I recently tweeted to announce The Insight Exchange’s iPad Strategy Workshop, which will be held as part of the Newspaper Publisher’s Assocation Future Forum in Sydney on August 27.

I was a bit surprised by the response, firstly from @trib who said:

@rossdawson seriously, Ross, *iPad strategy*? Isn’t that incredibly limiting and the sign of some bandwagon-induced narrow thinking?

with @renailemay supporting @trib and @abroadabroadeh separately writing:

@rossdawson cmon Ross – ” iPad strategy” ? Please! It’s a tool it should be part of a strategy – talk about shiny object syndrome

…followed by a bit of to-and-fro between us all on how iPad is only one element of media distribution.

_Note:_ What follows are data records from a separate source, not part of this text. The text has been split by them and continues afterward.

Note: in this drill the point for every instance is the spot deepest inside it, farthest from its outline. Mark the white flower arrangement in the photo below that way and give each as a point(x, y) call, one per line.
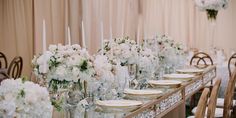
point(169, 53)
point(64, 64)
point(103, 68)
point(24, 99)
point(122, 49)
point(147, 63)
point(211, 7)
point(211, 4)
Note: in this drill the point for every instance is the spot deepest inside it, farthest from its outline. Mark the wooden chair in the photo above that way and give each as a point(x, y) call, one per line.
point(3, 61)
point(201, 57)
point(196, 61)
point(225, 112)
point(212, 101)
point(201, 106)
point(15, 67)
point(228, 100)
point(232, 60)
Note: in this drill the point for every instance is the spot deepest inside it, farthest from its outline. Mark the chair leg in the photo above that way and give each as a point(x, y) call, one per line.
point(192, 101)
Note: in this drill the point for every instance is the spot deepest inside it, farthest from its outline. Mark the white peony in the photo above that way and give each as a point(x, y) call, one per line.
point(25, 99)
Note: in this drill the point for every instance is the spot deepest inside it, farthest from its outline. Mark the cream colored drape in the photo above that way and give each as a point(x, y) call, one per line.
point(16, 31)
point(21, 23)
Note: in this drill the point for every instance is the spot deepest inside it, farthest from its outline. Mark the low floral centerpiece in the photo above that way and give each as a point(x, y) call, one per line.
point(65, 68)
point(24, 99)
point(170, 53)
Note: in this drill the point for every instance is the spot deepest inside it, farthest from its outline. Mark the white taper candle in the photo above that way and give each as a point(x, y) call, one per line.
point(83, 36)
point(102, 37)
point(69, 36)
point(44, 37)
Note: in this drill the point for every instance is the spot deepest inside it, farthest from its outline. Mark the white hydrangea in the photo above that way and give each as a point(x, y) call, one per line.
point(24, 99)
point(211, 4)
point(64, 62)
point(103, 67)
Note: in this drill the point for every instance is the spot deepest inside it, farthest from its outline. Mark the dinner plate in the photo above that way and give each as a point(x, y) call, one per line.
point(118, 105)
point(165, 83)
point(190, 71)
point(142, 92)
point(182, 77)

It’s a fair point. As a media organization, anything you do on the iPad has to be considered within the complete context.

As it happens I am also giving the closing keynote on the conference day of the Future Forum preceding the workshop, speaking on Creating the Future of Media. I will specifically talk about the emerging Mediascape which encompasses every facet of media, and how to choose where to play in that space.

The iPad Strategy Workshop will zoom in from that big picture to look at strategy within the single slice of iPads and tablets. I considered naming the workshop ‘iPad and Tablet Strategy’, but the name starts to get unwieldy, and even though we will look at distribution on other tablets such as Kindle in the workshop, the reality is that today the vast bulk of the interest and opportunity lies on the iPad.

Since newspapers and other media organizations are looking at the iPad as a specific opportunity and working out what to do with it, I absolutely believe that “iPad Strategy” is a useful and valuable frame. In that specific space, companies need to look at pricing, production, design, positioning relative to other platforms, and a host of other issues.

Certainly iPad strategy needs to be considered and executed within the broader framework of all distribution and value-add, but it is a valid and important slice to take in developing media strategy, which we expect to do a lot more work on.

That’s what I think, anyway. What do you think – am I deluded?